Friday, March 27, 2020

PUBLIC HEALTH AND ECONOMIC PROSPERITY

PUBLIC HEALTH AND ECONOMIC PROSPERITY

I think it’s fair to describe Charles Lane, a Washington Post columnist, as left of center. I would also describe him as a sensible guy.
In his latest op-ed, Lane argues, as we have at Power Line, that ​​in dealing with the current public health crisis, the U.S. must be mindful of the economic side of the equation. Indeed, he notes, there is an economic prosperity side to public health. (There’s also a public health side to the economy. A virus that killed a very large number of Americans might well produce severe economic consequences as a result.)
As to the economic prosperity side of the public health equation, Lane cites economists Anne Case and Angus Deaton for the following proposition:
[A] rise in deaths linked to long-term economic hardship — suicide, overdoses and the like — has caused devastation in communities across the middle of the country, leading to a troubling recent decline in U.S. life expectancy.
Economic prosperity is a matter of public health, too — the necessary condition for it, in fact. The United States must respond to the coronavirus accordingly.
On the public health side of the equation, I don’t think anyone has come up with a reliable model for forecasting the fatalities that would result from various levels of social isolation and business cessation. Similarly, on the economic side, I’m not aware of any reliable model that forecasts the amount of economic damage that would result from various levels and duration of business cessation, or that tells us how long recovery would take.
Without reliable models on both sides of the equation, policy makers are shooting blind when it comes to deciding how to proceed against the Wuhan coronavirus.
Lane does present relevant economic information, though. He writes:
Each year, the Federal Reserve runs “stress tests” of the nation’s largest banks, as required under the Dodd-Frank law enacted after the 2008 financial panic. Experts construct a hypothetical economic disaster, then determine if banks hold enough capital to remain solvent and continue lending through it.
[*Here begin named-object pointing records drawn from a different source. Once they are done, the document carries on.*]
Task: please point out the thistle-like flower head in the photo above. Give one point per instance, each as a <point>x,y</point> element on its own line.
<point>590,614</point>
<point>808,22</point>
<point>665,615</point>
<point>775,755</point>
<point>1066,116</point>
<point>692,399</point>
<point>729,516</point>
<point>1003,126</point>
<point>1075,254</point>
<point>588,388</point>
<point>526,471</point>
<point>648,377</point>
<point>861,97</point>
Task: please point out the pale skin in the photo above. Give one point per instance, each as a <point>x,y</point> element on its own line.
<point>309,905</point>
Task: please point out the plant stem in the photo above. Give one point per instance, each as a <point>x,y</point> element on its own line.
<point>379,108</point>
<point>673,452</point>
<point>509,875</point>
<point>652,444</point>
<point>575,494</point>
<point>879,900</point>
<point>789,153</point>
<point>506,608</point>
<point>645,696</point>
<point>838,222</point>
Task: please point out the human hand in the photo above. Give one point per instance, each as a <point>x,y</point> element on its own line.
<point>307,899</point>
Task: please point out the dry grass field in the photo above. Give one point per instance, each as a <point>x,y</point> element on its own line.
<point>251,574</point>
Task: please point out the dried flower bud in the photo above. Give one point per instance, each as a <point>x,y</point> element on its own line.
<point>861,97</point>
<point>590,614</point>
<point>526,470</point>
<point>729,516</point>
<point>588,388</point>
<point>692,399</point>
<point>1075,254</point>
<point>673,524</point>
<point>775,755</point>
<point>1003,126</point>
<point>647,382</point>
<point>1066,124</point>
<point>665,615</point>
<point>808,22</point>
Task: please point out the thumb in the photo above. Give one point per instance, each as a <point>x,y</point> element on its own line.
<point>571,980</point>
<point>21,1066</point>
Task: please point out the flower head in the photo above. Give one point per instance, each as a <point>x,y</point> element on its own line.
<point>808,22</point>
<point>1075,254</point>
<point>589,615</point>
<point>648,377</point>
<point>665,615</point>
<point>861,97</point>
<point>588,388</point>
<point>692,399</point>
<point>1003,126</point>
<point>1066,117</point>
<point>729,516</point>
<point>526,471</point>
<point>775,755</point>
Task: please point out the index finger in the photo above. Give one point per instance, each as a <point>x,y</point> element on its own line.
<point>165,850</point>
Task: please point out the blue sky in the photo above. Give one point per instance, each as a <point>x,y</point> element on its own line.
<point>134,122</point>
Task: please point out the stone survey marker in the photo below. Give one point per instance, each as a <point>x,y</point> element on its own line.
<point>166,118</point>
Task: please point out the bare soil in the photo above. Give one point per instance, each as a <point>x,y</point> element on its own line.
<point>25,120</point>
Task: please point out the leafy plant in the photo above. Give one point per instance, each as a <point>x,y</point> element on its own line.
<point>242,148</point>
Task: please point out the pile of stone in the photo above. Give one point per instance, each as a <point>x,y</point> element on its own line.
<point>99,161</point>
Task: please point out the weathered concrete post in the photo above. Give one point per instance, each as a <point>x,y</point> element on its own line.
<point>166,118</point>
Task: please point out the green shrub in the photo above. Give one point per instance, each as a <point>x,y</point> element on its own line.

Those who fail must fortify their balance sheets.
For 2019, the Fed’s “severely adverse scenario” posited a growth rate of -5 percent in the first quarter, followed by more negative growth through the year; unemployment spiked to 10 percent; stocks fell 50 percent; and the VIX market volatility index peaked at 70. Ten-year Treasury yields bottomed out at 0.8 percent as severe recessions swept Europe, the United Kingdom and Japan.
The good news is that the banks passed.
Not surprisingly, there is bad news, as well.
Already, some economic indicators — actual and projected — meet or exceed parameters of the severely adverse scenario outlined in the Fed’s 2020 stress test, published in February.
The VIX has hit 70, which was not quite projected to happen until the quarter ending in June, and the Dow Jones industrial average is below the Fed’s assumed 22,262-point first-quarter level. Plausible forecasts for second-quarter growth are in the negative double-digits, as opposed to the -9.9 percent in the Fed scenario.
In other words, we’re already approaching, if not exceeding, the economic scenario thought to be “worst case” just before this virus hit the U.S.
What about the prospects for recovery? Obviously, they are tied to the amount of damage we inflict on the economy. As a general matter, Lane writes:
There is a rational basis for hope: History shows that communities can absorb horrific shocks and recover, from the German postwar “economic miracle” to New Orleans’s rebound from Hurricane Katrina, or, indeed, the U.S. comeback from the Great Recession of 2008. A strong “V-shaped” recovery is still thinkable.
The sooner we can start, the better. Resolving the coronavirus threat to public health is the necessary precondition. Yet just as we shut down economically on the basis of unavoidably imperfect information about the threat, we will probably lack clear, agreed-upon criteria for when it’s safe to blow the all-clear.
This is a call we need to get right. Unfortunately, we seem to lack, and will probably continue to lack, the knowledge needed to get it right.